Yesterday Crikey covered the background, impact and sudden surge of interest in the water buyback scandal (which has quickly been dubbed “watergate”). After Bernard Keane suggested this was just “business as usual”, some readers picked up the calls for a federal ICAC. Meanwhile, debate about Israel Folau and Rugby Australia rolls on. 

On the water buyback scandal

Quentin Dempster writes: Bernard exonerates the water buyback process as just another example of Australian capitalism and its handmaiden government doing business as usual. This is undoubtedly true but it is an accountability cop-out, particularly as, helpfully, Bernard has listed all those other examples of expediency, vested influence peddling and political slush funding.

Both “sides” of federal politics have engaged in this conduct. That is why Australia needs a National Integrity Commission, or federal ICAC, adequately resourced, with untouchable commissioners and the full suite of coercive powers. Its mere existence would start to change a political and corporate culture which has become conducive to implementation and regulatory failure and, in all likelihood, corruption and criminality beyond breaches of ministerial codes.

How do we know if contentious water buybacks are legal and compliant unless we investigate thoroughly? 

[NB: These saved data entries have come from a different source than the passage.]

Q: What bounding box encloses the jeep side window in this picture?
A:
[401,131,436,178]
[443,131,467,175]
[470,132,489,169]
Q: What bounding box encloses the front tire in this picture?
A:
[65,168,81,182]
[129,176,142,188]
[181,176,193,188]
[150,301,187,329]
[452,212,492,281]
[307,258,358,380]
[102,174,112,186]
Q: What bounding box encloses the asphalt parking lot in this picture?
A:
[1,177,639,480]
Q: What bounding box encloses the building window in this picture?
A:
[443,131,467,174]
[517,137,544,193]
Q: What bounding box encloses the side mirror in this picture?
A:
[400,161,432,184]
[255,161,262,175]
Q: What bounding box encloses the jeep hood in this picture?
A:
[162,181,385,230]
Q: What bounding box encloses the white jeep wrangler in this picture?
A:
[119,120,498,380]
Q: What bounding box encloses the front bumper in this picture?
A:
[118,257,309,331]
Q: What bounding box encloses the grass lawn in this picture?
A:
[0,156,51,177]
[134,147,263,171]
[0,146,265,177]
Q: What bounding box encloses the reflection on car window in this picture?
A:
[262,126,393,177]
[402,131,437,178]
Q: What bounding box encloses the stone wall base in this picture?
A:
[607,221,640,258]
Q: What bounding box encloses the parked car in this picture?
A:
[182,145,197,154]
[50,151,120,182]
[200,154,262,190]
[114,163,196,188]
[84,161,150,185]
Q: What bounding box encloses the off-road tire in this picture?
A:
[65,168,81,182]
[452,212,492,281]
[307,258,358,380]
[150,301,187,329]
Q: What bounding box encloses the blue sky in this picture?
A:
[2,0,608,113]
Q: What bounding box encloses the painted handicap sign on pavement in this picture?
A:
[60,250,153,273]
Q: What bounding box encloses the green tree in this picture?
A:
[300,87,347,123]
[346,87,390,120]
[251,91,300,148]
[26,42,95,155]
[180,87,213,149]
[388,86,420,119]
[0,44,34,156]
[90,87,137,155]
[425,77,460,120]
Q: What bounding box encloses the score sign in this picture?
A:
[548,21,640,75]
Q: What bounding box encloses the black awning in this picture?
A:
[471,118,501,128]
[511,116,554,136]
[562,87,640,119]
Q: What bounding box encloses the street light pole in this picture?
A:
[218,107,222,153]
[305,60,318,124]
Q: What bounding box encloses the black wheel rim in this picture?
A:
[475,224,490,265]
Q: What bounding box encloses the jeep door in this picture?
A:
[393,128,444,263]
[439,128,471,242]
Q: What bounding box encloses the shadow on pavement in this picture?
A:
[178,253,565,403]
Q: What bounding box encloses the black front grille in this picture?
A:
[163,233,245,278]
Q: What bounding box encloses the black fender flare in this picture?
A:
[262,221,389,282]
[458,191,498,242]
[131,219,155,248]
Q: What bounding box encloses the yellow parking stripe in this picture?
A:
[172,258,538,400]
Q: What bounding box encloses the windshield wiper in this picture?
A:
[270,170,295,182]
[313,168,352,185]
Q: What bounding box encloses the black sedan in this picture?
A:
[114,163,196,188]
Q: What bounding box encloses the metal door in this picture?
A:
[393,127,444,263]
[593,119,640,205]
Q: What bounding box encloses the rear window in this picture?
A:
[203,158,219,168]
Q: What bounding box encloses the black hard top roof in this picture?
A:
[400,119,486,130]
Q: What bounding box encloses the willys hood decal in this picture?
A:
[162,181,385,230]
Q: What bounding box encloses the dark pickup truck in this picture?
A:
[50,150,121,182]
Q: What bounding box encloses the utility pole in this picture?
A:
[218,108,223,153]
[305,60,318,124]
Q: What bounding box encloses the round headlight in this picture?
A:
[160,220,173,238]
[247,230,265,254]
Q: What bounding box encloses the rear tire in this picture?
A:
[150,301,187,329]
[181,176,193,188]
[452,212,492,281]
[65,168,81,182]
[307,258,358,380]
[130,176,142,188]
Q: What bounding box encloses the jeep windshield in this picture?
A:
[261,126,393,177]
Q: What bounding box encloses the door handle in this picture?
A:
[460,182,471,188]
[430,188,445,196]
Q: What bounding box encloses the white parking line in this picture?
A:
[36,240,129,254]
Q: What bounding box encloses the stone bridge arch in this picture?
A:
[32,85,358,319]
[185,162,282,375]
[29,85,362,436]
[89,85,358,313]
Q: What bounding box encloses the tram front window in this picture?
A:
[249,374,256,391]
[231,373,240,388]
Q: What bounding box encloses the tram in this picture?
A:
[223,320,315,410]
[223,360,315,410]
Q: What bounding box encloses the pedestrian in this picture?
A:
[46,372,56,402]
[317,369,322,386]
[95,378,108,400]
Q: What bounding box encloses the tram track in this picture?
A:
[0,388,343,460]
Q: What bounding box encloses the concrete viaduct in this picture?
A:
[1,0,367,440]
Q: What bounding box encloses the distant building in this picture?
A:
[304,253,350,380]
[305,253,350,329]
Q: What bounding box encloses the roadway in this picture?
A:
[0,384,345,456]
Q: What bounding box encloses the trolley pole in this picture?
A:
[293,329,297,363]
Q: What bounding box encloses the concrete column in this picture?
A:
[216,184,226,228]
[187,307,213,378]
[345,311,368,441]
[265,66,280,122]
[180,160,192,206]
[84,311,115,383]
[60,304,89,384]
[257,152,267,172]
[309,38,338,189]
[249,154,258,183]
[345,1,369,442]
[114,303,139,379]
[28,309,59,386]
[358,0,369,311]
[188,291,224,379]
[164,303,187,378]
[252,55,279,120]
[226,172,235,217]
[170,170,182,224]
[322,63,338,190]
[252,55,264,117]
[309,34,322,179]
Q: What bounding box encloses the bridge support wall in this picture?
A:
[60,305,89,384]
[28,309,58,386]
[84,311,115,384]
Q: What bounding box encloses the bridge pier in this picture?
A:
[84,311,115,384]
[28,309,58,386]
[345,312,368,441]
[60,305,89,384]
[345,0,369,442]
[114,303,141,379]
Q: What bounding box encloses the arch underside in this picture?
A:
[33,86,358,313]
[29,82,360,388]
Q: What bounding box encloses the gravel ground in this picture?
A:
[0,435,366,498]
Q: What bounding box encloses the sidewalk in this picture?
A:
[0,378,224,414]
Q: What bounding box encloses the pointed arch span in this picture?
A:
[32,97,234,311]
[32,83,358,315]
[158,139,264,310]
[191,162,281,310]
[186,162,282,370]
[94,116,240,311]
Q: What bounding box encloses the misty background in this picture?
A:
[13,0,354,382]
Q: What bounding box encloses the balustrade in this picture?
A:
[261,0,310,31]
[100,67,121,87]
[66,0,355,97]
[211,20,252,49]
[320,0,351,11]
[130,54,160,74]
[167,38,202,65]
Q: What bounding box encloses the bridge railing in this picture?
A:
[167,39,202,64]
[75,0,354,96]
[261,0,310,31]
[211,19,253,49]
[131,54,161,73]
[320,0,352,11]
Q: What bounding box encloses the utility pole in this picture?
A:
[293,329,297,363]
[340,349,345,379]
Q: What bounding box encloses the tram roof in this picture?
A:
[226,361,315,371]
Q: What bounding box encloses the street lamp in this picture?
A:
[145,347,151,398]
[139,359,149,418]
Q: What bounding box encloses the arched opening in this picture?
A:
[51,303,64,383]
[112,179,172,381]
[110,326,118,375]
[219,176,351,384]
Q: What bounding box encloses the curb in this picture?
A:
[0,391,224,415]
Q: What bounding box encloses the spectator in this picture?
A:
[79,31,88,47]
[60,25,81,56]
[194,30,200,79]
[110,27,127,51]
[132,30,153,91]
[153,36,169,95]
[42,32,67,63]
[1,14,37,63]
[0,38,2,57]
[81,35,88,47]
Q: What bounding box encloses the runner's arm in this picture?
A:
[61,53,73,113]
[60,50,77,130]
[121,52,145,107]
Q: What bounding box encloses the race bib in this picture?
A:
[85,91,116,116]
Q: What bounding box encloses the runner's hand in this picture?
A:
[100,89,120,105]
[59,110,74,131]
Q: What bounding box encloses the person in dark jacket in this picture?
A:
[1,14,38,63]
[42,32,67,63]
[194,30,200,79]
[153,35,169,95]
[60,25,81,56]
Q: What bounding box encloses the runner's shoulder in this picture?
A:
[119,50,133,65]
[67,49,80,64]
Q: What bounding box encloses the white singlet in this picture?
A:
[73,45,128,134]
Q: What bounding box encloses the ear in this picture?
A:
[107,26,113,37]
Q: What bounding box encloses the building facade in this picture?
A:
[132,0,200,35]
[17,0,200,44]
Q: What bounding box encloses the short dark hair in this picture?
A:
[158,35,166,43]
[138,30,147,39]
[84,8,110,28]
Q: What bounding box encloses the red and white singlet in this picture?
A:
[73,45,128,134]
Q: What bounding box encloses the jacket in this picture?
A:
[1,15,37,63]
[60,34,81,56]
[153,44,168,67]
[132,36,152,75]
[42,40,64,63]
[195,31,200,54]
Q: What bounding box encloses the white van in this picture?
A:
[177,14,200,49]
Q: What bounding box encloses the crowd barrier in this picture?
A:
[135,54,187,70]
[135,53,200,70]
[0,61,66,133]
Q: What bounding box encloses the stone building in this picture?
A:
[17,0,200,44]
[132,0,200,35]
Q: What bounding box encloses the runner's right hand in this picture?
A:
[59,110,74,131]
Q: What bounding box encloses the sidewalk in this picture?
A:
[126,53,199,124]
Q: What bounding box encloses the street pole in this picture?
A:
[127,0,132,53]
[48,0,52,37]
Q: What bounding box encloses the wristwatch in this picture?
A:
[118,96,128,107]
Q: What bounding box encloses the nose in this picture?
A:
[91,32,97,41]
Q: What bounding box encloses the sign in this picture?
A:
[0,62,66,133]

John Brooker writes: It gives me the shits. Don’t know about everybody else. We definitely need a federal independent anti-corruption commission (i.e. one whose membership is not stacked with party hacks or ideologues faithful to one side of politics or the other).

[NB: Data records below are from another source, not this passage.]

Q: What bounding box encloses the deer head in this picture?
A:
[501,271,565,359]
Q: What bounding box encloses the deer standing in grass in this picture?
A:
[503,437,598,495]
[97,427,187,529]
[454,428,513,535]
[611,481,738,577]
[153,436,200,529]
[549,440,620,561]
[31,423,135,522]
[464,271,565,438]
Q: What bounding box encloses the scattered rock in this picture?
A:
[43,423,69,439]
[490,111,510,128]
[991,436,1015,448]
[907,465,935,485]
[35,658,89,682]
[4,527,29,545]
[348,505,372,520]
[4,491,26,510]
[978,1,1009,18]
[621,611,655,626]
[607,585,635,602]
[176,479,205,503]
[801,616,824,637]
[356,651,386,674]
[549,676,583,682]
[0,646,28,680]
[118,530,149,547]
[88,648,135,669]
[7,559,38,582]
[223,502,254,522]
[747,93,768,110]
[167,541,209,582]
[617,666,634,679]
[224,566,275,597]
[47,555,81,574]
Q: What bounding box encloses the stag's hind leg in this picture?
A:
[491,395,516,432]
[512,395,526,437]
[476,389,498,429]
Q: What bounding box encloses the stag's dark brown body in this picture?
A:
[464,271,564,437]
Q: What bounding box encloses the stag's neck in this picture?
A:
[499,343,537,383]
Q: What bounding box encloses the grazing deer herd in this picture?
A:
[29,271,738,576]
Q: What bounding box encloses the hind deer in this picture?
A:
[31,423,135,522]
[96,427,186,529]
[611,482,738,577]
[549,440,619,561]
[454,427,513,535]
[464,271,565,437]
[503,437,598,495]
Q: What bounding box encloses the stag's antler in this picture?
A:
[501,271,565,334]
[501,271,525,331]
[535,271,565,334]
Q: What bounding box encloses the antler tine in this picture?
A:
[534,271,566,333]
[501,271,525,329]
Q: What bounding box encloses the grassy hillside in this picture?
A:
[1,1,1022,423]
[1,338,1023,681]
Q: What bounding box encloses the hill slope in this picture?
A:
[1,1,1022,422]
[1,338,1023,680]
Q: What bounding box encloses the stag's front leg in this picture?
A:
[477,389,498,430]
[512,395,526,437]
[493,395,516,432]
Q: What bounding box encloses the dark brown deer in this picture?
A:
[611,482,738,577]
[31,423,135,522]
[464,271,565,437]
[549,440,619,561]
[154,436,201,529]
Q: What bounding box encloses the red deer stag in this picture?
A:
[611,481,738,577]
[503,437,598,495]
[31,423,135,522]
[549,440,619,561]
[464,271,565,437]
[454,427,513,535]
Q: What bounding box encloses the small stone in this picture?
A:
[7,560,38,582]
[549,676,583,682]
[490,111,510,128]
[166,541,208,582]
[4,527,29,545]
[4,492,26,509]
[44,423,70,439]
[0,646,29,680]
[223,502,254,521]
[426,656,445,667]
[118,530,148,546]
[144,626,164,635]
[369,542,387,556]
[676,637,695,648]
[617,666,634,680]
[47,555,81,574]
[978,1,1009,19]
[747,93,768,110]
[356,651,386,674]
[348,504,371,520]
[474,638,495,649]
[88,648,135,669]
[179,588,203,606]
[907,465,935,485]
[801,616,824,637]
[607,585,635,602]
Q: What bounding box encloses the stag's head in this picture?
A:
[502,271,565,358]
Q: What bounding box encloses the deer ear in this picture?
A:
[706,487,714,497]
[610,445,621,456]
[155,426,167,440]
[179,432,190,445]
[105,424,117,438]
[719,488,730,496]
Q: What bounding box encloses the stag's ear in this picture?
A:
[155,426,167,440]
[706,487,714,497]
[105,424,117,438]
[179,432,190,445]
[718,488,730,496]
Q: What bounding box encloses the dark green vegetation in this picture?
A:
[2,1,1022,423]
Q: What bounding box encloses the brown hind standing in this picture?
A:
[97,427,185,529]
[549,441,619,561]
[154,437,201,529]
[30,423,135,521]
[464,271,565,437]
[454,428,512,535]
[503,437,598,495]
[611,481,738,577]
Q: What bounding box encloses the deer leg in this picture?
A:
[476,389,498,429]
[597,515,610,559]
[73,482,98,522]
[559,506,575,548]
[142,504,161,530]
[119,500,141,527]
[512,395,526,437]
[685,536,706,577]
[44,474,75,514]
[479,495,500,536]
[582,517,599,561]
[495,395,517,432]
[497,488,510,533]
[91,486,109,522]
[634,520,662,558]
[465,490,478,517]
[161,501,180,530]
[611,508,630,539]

Alistair Watson writes: Whatever the tawdry detail of buybacks of rights to harvest floodwaters in the northern part of the Murray-Darling Basin, the $80 million involved is a minuscule part of the overall cost of the deeply-flawed Murray-Darling Basin Plan. Starting life as drought-induced panic and Australia Day stunt in the death throes of the Howard government in 2007, the plan has gone downhill from there.

The worst part is expenditure of billions of dollars on on-farm and off-farm irrigation infrastructure in the questionable name of water saving, as if the private capital requirements of irrigators should be paid for by taxpayers unlike other farming industries and the rest of small business. Moreover, there is no provision for depreciation accompanying this massive expenditure meaning that many irrigators will be worse off down the track.

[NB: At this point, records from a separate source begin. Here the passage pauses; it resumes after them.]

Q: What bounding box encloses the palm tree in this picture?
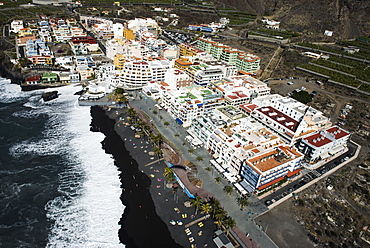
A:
[223,217,237,235]
[200,203,212,215]
[237,197,249,210]
[151,133,163,146]
[223,186,234,195]
[205,167,212,173]
[153,146,162,159]
[209,198,221,216]
[188,148,195,154]
[190,196,202,215]
[127,108,137,117]
[215,177,222,184]
[152,110,158,115]
[174,133,180,139]
[196,156,203,164]
[163,167,175,183]
[163,121,170,127]
[121,96,129,106]
[214,210,227,229]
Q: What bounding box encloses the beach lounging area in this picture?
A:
[91,106,218,247]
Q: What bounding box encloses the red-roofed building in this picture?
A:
[239,103,259,114]
[298,126,350,162]
[71,36,97,45]
[25,75,41,85]
[253,106,299,142]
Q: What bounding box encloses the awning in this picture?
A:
[224,172,237,183]
[234,182,248,195]
[287,168,301,177]
[257,176,285,190]
[210,159,225,173]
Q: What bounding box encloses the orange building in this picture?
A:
[123,29,135,40]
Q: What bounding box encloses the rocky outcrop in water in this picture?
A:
[42,91,59,102]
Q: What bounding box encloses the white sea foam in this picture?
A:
[0,79,25,103]
[46,85,124,248]
[5,82,124,247]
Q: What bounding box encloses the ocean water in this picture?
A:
[0,79,124,248]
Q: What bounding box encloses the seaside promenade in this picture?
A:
[129,93,278,248]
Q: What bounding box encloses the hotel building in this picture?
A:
[240,145,303,191]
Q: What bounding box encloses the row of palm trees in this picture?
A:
[190,196,237,235]
[126,107,164,159]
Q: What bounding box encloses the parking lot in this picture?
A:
[266,77,322,97]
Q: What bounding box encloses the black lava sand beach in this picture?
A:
[90,106,217,248]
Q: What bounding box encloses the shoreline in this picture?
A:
[90,106,218,248]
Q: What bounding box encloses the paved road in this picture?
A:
[262,142,357,206]
[130,93,278,248]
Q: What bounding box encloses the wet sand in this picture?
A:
[90,106,217,248]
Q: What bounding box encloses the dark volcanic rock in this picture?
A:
[42,91,59,102]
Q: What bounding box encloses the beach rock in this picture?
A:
[42,91,59,102]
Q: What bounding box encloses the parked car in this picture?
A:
[265,200,272,206]
[287,81,294,85]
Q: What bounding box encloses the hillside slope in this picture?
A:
[214,0,370,38]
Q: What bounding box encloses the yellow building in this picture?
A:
[179,43,203,57]
[123,29,135,40]
[114,54,126,70]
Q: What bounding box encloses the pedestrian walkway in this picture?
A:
[130,95,278,248]
[144,158,165,167]
[185,215,210,228]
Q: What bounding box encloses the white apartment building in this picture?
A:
[11,20,24,33]
[160,85,224,127]
[211,75,270,106]
[105,38,127,60]
[55,56,75,70]
[119,59,170,90]
[164,69,191,90]
[206,114,284,177]
[185,61,237,86]
[113,23,124,38]
[251,95,331,145]
[298,126,350,163]
[97,63,115,79]
[127,18,160,38]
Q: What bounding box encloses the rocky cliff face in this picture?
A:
[215,0,370,38]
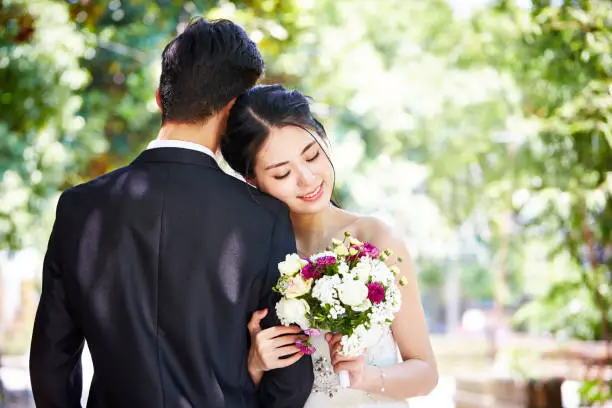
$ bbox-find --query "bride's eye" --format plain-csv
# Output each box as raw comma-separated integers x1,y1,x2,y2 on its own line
306,151,320,162
274,172,290,180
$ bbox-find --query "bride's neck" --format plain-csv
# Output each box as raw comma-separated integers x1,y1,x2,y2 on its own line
290,205,335,256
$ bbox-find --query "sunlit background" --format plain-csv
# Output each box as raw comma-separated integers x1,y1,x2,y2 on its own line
1,0,611,406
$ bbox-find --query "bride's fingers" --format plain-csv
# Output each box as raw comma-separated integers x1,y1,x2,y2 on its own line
327,337,342,353
273,344,302,359
332,358,364,374
326,333,342,346
256,334,304,360
262,325,303,339
261,347,303,370
256,325,302,342
269,334,304,348
274,350,305,368
330,352,359,366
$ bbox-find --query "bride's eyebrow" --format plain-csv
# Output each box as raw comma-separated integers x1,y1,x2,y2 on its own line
264,142,317,171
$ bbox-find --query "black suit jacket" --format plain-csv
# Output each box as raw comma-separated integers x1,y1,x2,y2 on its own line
29,147,313,408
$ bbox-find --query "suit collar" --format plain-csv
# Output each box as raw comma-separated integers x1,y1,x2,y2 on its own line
146,140,215,159
132,147,221,171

Not just the Commonwealth, the states have a shoddy record in water policy. In particular, the Bracks-Brumby-Thwaites exercise of mid-2007 has lumbered Victorians with a more or less unused jumbo-sized desalination plant, a pipeline connecting the Goulburn Valley and Melbourne that is politically off-limits given the veto exercised by irrigators, and an uncompleted space age irrigation system in the Goulburn Valley, costing $2 billion and still counting, that is already a stranded asset because water has traded away from the uncompetitive irrigated dairy industry to downstream horticultural industries.

Australian politicians have always played it by ear in irrigation policy, ignoring abundant local expertise and empirical information available for decades. In hydraulic matters, our politicians lack the defining characteristic of the higher primates; the ability to learn from experience.

On the Israel Folau case

Mark E Smith writes: A root part of the problem and why sport needs to have these rules is the absurd notion of sport stars as role models. I’ve never in my life thought of any sport players as role models or anything vaguely along those lines. I’ve admired one or two as thinkers but really, sport and deep thought tend not to go together. Time to knock this role model nonsense on the head. Who’ll take on the task though?